RADARSUMEDANG.ID, KOTA — Pengamat kebijakan publik dan praktisi pemilu, Rafih Sri Wulandari S.Ip, M.Si., memberikan pandangannya kepada keempat pasangan calon bupati dan wakil bupati Sumedang untuk pilkada 2024.
Dosen Universitas Langlangbuana Bandung ini menilai, bahwa banyak pertanyaan yang cukup berat yang dibedah oleh pasangan calon (paslon) banyak yang belum terjawab sehingga belum sesuai yang diharapkan.
“Kalau boleh, dari perspektif akademisi siapa yang unggul itu paslon nomor 2 dan 4 lumayan cukup bagus.
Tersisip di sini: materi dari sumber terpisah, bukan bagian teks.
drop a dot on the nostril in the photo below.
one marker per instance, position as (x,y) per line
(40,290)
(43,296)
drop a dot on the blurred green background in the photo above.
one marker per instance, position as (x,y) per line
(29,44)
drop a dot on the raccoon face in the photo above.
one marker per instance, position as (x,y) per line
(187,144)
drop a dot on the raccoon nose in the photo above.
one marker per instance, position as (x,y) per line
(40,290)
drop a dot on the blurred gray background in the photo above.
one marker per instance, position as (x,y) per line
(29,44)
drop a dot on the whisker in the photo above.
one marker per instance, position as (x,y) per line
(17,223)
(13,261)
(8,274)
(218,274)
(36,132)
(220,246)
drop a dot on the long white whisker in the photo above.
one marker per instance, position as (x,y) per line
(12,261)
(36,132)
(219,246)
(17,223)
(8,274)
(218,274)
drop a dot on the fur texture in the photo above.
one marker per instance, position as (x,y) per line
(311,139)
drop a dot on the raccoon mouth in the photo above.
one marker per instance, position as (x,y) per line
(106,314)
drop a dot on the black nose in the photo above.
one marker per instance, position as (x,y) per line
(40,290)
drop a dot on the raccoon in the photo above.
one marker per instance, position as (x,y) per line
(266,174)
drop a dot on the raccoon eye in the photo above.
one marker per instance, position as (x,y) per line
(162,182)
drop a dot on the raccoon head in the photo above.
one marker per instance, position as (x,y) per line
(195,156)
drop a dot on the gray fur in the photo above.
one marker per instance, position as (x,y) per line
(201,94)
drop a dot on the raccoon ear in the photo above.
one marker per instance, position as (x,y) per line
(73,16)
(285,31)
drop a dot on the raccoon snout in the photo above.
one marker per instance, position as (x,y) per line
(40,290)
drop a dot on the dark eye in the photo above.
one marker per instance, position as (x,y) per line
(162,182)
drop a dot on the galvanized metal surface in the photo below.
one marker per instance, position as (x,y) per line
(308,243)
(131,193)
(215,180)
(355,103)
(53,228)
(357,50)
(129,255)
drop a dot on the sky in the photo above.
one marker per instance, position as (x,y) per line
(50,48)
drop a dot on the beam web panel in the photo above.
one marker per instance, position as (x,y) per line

Nomor 1 agak keluar konteks dan nomor 3 kurang seimbang antara calon bupati dan wakilnya,” kata Rafih kepada Radar Sumedang usai debat di Graha Asia Plaza Sumedang, Sabtu 2 November 2024.
Meski demikian lanjut Rafih, ke depan di debat kedua yang temanya merupakan reformasi birokrasi dan tata kelola pemerintahan. Dirinya meyakini keempat paslon akan lebih menguasai dibanding dengan tema sektor ekonomi, energi sumberdaya alam dan kebudayaan.
“Banyak masalah berat yang kurang bisa mereka olah sehingga di debat yang kedua, nanti kita bisa menilai kemampuan mereka. Tema besar debat ini harus related dengan visi mereka,” ujarnya.
Selain itu lanjut Rafih, dirinya melihat meskipun salah satu kandidat paslon merupakan petahana. Namun secara akademis, jawaban yang disampaikan pada debat masih belum sesuai harapan.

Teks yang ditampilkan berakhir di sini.